Nous ne voyons ici aucune parole au sujet du besoin du moindre effort de notre part pour venir en aide au Seigneur. Ni notre force ni notre faiblesse n’entrent en compte. Seul ce « Je » brille en une perfection resplendissante, comme le soleil dans le ciel. Pourquoi alors évaluons-nous notre force et consultons-nous la chair et le sang, au seul risque de nous faire du mal ? L’Éternel possède assez de puissance sans emprunter l’aide de nos bras chétifs. Calmez-vous, pensées incrédules, calmez-vous et sachez que le Seigneur règne.

Notre texte ne laisse rien entendre non plus au sujet de moyens et de causes secondaires. Le Seigneur ne dit rien en ce qui concerne des amis ou des aides. Il entreprend l’œuvre seul et il ne ressent aucun besoin pour l’aide de bras humains. Tous nos regards qui se tournent vers des compagnons ou des proches sont vains. Ce sont des roseaux brisés si nous nous appuyons sur eux. Ils ne veulent pas nous aider s’ils le peuvent et en sont incapables s’ils le veulent.

Puisque la promesse vient de Dieu seul, il est bon d’espérer en lui seul. Quand nous y parvenons, notre attente ne nous fait jamais défaut. Qui sont les méchants pour que nous devions craindre ? Le Seigneur les consumera entièrement. Ils sont plus à plaindre qu’à craindre. Pour ce qui concerne les violents, ils ne sont terreurs que pour ceux qui n’ont pas un Dieu vers lequel il est possible de se réfugier.

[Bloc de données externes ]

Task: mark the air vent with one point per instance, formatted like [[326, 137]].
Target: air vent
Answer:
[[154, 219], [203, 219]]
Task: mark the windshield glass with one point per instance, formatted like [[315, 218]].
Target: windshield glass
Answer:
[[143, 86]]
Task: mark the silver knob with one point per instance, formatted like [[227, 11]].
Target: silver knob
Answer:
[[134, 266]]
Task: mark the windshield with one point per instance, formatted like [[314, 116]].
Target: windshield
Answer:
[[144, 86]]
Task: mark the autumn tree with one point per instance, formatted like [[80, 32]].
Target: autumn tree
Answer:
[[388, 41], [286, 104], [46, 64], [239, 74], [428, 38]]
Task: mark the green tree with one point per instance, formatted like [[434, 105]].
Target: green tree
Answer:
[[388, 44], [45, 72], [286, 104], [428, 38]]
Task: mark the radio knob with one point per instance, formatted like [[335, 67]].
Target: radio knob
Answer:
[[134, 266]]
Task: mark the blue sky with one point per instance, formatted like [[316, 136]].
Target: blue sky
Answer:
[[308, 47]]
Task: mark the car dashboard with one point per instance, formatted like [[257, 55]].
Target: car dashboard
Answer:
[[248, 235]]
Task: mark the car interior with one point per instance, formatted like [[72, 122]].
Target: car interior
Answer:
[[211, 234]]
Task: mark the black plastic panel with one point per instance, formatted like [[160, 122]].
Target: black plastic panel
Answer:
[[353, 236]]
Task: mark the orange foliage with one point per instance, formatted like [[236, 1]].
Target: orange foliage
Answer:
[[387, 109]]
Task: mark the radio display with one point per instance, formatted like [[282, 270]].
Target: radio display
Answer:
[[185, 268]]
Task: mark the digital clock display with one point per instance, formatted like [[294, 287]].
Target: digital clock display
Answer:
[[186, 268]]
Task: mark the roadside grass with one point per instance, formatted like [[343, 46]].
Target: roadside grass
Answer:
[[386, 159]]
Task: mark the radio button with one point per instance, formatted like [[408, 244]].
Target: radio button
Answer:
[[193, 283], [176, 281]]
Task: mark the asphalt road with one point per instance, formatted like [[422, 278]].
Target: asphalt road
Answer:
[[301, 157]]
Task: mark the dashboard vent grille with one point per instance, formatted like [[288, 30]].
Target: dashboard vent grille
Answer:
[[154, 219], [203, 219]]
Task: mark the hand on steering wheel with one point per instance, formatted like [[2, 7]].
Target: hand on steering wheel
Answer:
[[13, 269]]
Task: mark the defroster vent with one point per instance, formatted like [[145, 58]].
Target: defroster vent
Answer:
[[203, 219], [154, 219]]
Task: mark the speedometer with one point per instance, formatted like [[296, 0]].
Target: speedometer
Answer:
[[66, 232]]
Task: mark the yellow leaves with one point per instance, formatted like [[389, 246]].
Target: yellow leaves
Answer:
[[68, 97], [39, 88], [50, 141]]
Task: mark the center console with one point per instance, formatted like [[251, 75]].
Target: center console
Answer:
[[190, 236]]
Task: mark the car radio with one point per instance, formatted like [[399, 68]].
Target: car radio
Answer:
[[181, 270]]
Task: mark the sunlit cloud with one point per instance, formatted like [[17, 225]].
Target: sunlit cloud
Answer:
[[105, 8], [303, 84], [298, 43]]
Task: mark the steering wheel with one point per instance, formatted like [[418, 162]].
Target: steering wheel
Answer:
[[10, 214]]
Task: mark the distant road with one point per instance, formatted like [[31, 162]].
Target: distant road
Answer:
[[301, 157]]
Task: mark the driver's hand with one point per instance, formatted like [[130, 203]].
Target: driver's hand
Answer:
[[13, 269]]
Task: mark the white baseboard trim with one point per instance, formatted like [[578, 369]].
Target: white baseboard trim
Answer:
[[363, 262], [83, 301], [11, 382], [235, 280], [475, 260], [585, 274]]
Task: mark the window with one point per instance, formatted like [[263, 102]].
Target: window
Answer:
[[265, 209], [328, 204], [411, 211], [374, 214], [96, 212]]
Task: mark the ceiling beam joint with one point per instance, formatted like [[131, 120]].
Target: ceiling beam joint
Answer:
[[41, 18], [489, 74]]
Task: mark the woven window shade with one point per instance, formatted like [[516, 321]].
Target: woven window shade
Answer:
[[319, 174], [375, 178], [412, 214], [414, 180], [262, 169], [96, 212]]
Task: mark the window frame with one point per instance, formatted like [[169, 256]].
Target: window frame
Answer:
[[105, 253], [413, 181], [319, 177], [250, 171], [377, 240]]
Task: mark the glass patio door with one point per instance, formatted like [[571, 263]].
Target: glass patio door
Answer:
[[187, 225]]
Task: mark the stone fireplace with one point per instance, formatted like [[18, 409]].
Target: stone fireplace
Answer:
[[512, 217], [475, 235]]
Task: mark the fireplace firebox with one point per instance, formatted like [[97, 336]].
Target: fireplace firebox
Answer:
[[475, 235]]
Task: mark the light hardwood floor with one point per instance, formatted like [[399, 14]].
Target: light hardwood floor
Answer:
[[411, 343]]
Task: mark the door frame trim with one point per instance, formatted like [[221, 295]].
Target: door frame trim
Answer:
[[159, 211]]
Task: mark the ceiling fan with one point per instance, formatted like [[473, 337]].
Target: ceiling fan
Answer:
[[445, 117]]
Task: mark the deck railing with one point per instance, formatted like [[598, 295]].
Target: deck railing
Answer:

En effet, si le Seigneur est pour nous, de qui aurons-nous crainte ? Si nous tombons dans le péché de façon à plaire aux méchants, nous avons alors des raisons pour nous alarmer. En revanche, si nous tenons ferme à notre intégrité, Dieu se servira de la rage des tyrants pour notre bien. Quand le grand poisson avala Jonas, il trouva un morceau impossible à digérer.

Pareillement, quand le monde dévore l’Église, il est heureux de pouvoir enfin la vomir. Aux jours d’épreuves intensément pénibles, sauvons notre âme par notre persévérance (Luc 21.19).